U.S. Equity Market Radar (November 5, 2012)
The S&P 500 Index was little changed this week, rising 0.16 percent. The equity markets were closed Monday and Tuesday due to Hurricane Sandy and seemed to affect sentiment all week. Earnings reports were heavy again this week and were a driver of volatility that was masked by the seemingly small week-over-week change.
Strengths
- The industrial sector rose 1.40 percent this week. The sector benefitted from positive economic news from China, which finally appears to be turning the corner.
- The consumer discretion sector also rose 1.40 percent. Leaders in the sector this week were Netflix, Priceline and Starbucks which all reported earnings this week that were well received by the market.
- TripAdvisor Inc. was the best performing stock in the S&P 500 this week rising 15.89 percent as the company reported earnings that exceeded expectations. Priceline also reported earnings on Thursday and were well received, which likely reinforced the positive reaction.
Weaknesses
- The energy sector also underperformed as oil prices (West Texas Intermediate) fell 1.70 percent this week. Energy has underperformed for the past two weeks with particular weakness on Friday as the stronger jobs report diminished the need for additional Fed easing.
- The utility sector also underperformed as Hurricane Sandy inflicted damage or liabilities to numerous utilities.

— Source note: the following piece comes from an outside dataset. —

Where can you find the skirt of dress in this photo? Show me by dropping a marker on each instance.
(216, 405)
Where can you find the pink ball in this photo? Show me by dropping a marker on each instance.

- Western Union dropped by more than 33 percent and was the worst performer this week in the S&P 500. The company announced disappointing earnings and forward looking guidance. Weakening fundamentals and the threat of cutting prices weighed on the stock.
Opportunity
- Earnings season is winding down and with the presidential election next week the market can remove one uncertainty and begin looking into next year.
Threat
- Post election, the markets will likely shift their focus to the possible upcoming fiscal cliff and potential resolutions to the budget problems.